Acharya Prashant (AP): I want to talk about something that is fundamentally, tremendously important to all of us. Most of us are here for a reason. Most of us are anywhere for a reason. What is the reason? The reason usually is the desire for something new, or a dissatisfaction from something that appears to be existing.
I want to talk about continuity and cessation. There is something that is continuing. There is something that the mind wants to continue. There is something that the mind wants to cease. We say we want to stop what is going on and we want to begin something new. This search for the new takes several forms — spiritual quests, material ambition, efforts towards relationships, travels, many a things. That’s what I meant when I said that most of us are here for a reason.
So, there is something that is going on and there is something that you would rather have continued, begun. And these two interact, these two are enmeshed. Are they not? If we look at our daily lives, the very need for the new, the very need for something different arises from our response to what seems like existing.
So if boredom seems like existing, than there is a need for excitement. If the gross seems like prevailing, then there is a need for the subtle. If dryness seems like prevailing, then there is a need for something to melt. So the new that we want, the difference that we are chasing is always related to, in a sense being born from that, which we want to do away with, that which we want to escape. And that is the reason behind our endeavours.
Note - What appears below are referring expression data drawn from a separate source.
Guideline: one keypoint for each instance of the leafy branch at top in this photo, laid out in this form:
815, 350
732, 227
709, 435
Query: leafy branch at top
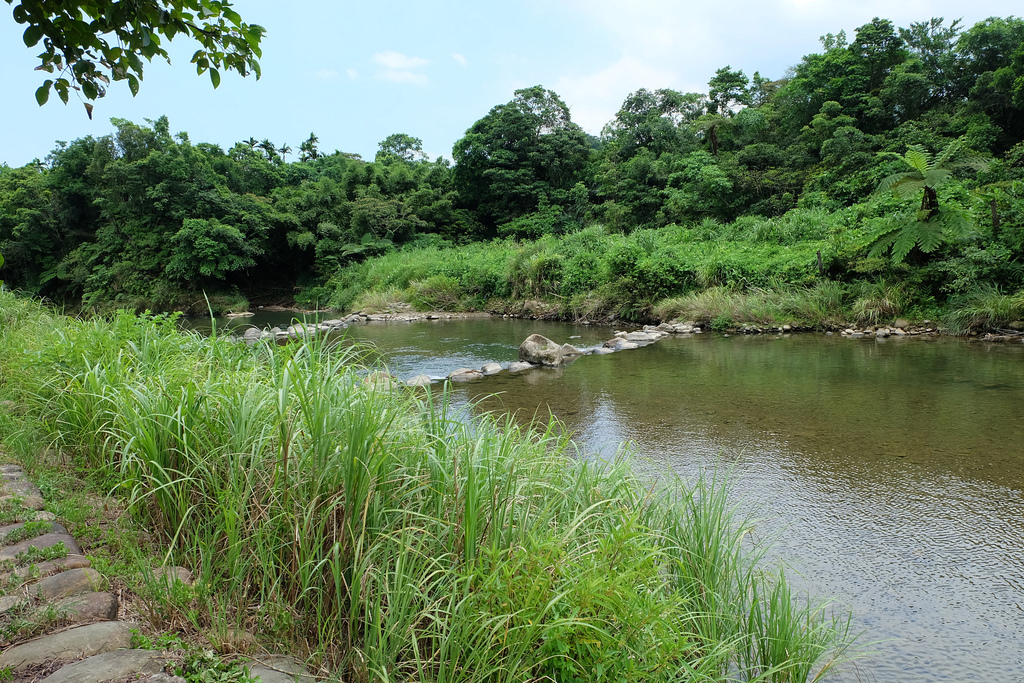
89, 43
You see, you will not extend your hands towards a glass of water, if first of all you are not feeling thirsty. The demand for water, the demand for a satisfied state arises from the current state, which is, one of dissatisfaction. The current state not being there, the other state would not have appeared desirable. Are we together on this? Does this follow from our daily experience? It is a simple matter that deserves great attention.
I repeat: Whatever be the new that we are after, is always a product of the old, the stale, which appears to be already present, which appears to be continuing. Right?